Millionen Einsprüche gegen Grundsteuerwertbescheide werden von den Finanzämtern seit über einem halben Jahr nicht bearbeitet. Gegen diese Untätigkeit wollen nun der BdSt und der Eigentümerverband Haus & Grund Deutschland gerichtlich vorgehen.

BdSt, Mitteilung vom 05.09.2023

Bund der Steuerzahler Deutschland und Haus & Grund Deutschland: Eigentümer brauchen Klarheit über Verfassungsmäßigkeit!

Millionen Einsprüche gegen Grundsteuerwertbescheide werden von den Finanzämtern seit über einem halben Jahr nicht bearbeitet. Gegen diese Untätigkeit wollen nun der Bund der Steuerzahler Deutschland (BdSt) und der Eigentümerverband Haus & Grund Deutschland gerichtlich vorgehen. „Es ist ein Unding, dass die Bürgerinnen und Bürger im Unklaren gelassen werden und ihnen eine gerichtliche Klärung verwehrt wird“, erläutert Haus & Grund-Präsident Dr. Kai Warnecke die Initiative. Nur wenn ein Einspruch abgelehnt werde, sei der Weg zum Finanzgericht möglich.

In zunächst vier Musterfällen werden beide Verbände gemeinsam eine Untätigkeitsklage gegen die jeweiligen Finanzämter unterstützen und dann die verfassungsrechtliche Überprüfung bis nach Karlsruhe auf den Weg bringen. Dies sind Fälle aus den Ländern Nordrhein-Westfalen, Sachsen, Berlin und Bremen. Bei diesen Musterklagen bestehen nach Ansicht der Verbände wegen extrem hoher Miet- und Bodenwerte begründete Zweifel an der Verfassungsmäßigkeit des zugrundeliegenden Bundesmodells zur Berechnung der neuen Grundsteuer.
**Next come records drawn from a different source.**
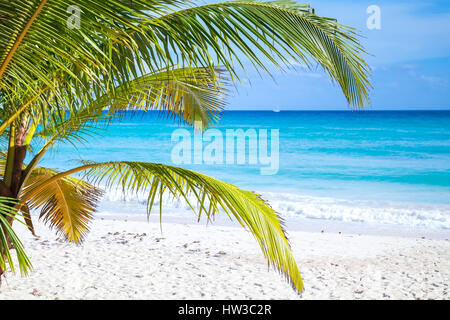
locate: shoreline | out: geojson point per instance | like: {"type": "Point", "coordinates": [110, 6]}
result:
{"type": "Point", "coordinates": [133, 260]}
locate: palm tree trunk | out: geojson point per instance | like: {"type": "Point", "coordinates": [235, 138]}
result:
{"type": "Point", "coordinates": [12, 187]}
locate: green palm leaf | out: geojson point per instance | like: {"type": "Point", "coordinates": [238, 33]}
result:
{"type": "Point", "coordinates": [66, 204]}
{"type": "Point", "coordinates": [212, 195]}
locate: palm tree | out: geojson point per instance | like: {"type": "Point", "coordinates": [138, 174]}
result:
{"type": "Point", "coordinates": [59, 83]}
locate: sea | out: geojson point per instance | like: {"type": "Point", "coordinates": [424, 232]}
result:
{"type": "Point", "coordinates": [388, 168]}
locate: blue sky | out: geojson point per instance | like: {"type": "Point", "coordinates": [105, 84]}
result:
{"type": "Point", "coordinates": [409, 57]}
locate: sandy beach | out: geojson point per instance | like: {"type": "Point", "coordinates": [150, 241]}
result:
{"type": "Point", "coordinates": [123, 259]}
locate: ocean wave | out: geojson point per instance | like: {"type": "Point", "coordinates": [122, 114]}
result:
{"type": "Point", "coordinates": [415, 215]}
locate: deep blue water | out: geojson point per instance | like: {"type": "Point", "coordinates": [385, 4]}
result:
{"type": "Point", "coordinates": [387, 155]}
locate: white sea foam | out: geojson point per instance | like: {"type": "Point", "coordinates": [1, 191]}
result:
{"type": "Point", "coordinates": [428, 216]}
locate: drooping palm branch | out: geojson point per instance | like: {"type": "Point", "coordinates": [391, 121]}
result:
{"type": "Point", "coordinates": [55, 83]}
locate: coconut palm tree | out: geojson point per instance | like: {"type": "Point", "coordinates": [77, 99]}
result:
{"type": "Point", "coordinates": [67, 68]}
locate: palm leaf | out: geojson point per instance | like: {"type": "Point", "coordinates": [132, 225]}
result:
{"type": "Point", "coordinates": [189, 94]}
{"type": "Point", "coordinates": [66, 204]}
{"type": "Point", "coordinates": [213, 195]}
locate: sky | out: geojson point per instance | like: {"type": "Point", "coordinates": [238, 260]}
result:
{"type": "Point", "coordinates": [409, 57]}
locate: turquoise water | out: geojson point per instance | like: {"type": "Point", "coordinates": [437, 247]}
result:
{"type": "Point", "coordinates": [397, 157]}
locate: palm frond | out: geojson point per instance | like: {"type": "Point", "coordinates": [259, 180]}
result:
{"type": "Point", "coordinates": [67, 204]}
{"type": "Point", "coordinates": [212, 195]}
{"type": "Point", "coordinates": [189, 94]}
{"type": "Point", "coordinates": [280, 31]}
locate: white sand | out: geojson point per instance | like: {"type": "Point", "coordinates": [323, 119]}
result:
{"type": "Point", "coordinates": [132, 260]}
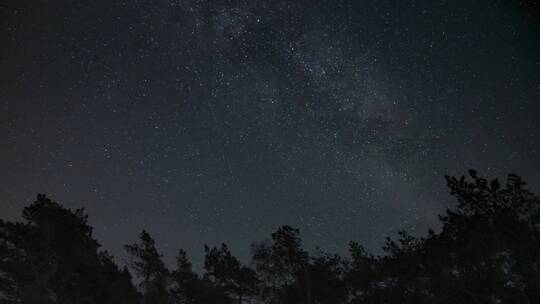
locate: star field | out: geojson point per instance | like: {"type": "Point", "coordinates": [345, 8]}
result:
{"type": "Point", "coordinates": [218, 121]}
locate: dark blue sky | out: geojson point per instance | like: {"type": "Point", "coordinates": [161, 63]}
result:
{"type": "Point", "coordinates": [210, 121]}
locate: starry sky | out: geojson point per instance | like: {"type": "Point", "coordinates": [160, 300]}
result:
{"type": "Point", "coordinates": [218, 121]}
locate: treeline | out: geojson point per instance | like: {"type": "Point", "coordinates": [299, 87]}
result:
{"type": "Point", "coordinates": [487, 251]}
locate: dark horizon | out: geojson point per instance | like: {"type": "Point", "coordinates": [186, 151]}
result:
{"type": "Point", "coordinates": [219, 121]}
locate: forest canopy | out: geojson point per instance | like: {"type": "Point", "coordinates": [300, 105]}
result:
{"type": "Point", "coordinates": [486, 251]}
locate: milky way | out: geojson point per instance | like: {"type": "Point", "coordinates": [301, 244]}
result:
{"type": "Point", "coordinates": [211, 121]}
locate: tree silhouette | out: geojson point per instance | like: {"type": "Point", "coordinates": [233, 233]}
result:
{"type": "Point", "coordinates": [225, 271]}
{"type": "Point", "coordinates": [149, 266]}
{"type": "Point", "coordinates": [52, 258]}
{"type": "Point", "coordinates": [486, 251]}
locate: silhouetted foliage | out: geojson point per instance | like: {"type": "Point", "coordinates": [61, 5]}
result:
{"type": "Point", "coordinates": [51, 257]}
{"type": "Point", "coordinates": [486, 251]}
{"type": "Point", "coordinates": [149, 266]}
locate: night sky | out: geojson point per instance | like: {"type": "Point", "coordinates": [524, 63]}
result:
{"type": "Point", "coordinates": [219, 121]}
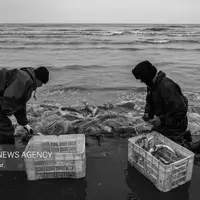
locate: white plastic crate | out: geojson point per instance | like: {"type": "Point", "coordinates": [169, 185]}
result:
{"type": "Point", "coordinates": [164, 177]}
{"type": "Point", "coordinates": [48, 157]}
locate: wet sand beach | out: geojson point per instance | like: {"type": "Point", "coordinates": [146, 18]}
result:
{"type": "Point", "coordinates": [108, 176]}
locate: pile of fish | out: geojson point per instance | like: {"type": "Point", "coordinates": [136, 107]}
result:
{"type": "Point", "coordinates": [162, 152]}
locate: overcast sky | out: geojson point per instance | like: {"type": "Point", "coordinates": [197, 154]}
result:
{"type": "Point", "coordinates": [99, 11]}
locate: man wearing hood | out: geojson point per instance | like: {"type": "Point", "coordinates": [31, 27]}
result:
{"type": "Point", "coordinates": [165, 103]}
{"type": "Point", "coordinates": [16, 87]}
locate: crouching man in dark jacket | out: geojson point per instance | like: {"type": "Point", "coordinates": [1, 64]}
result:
{"type": "Point", "coordinates": [16, 87]}
{"type": "Point", "coordinates": [165, 103]}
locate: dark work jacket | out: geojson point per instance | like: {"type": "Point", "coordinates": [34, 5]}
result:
{"type": "Point", "coordinates": [16, 87]}
{"type": "Point", "coordinates": [166, 100]}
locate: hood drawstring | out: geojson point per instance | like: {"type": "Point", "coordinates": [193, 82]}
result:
{"type": "Point", "coordinates": [34, 95]}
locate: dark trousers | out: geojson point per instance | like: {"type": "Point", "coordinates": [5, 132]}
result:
{"type": "Point", "coordinates": [6, 130]}
{"type": "Point", "coordinates": [177, 132]}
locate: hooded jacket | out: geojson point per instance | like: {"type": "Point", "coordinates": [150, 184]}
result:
{"type": "Point", "coordinates": [166, 100]}
{"type": "Point", "coordinates": [16, 87]}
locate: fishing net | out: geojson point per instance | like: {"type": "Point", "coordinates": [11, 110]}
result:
{"type": "Point", "coordinates": [109, 120]}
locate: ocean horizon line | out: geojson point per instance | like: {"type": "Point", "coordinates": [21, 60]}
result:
{"type": "Point", "coordinates": [137, 23]}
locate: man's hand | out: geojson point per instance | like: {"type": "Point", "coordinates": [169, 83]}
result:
{"type": "Point", "coordinates": [28, 128]}
{"type": "Point", "coordinates": [145, 117]}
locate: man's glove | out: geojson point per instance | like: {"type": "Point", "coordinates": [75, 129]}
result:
{"type": "Point", "coordinates": [28, 128]}
{"type": "Point", "coordinates": [156, 122]}
{"type": "Point", "coordinates": [145, 117]}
Dieses Modell wird in insgesamt elf Bundesländern angewandt. „Eine Untätigkeitsklage ist aktuell der einzige Weg, um eine gerichtliche Klärung zu den Musterklagen schnellstmöglich herbeizuführen – es muss Rechtssicherheit geschaffen werden! Dass wir diesen Weg gehen müssen, ist juristisch und politisch bitter“, betont BdSt-Präsident Reiner Holznagel.

Zum Hintergrund

Der Verfassungsrechtler Professor Dr. Gregor Kirchhof hat im Auftrag des Bundes der Steuerzahler Deutschland sowie Haus & Grund Deutschland ein Rechtsgutachten erstellt. Das Ergebnis: Die Bewertungsmethode nach dem Bundesmodell ist aus mehreren Gründen verfassungswidrig. Da dies letztlich nur das Bundesverfassungsgericht feststellen kann, ist der Klageweg unumgänglich. Dieser steht allerdings erst dann offen, wenn ein grundsteuerpflichtiger Eigentümer gegen seinen Grundsteuerwertbescheid Einspruch eingelegt hat und dieser vom Finanzamt zurückgewiesen wurde. Um diese Entscheidung zu erzwingen, gibt es das Mittel der Untätigkeitsklage.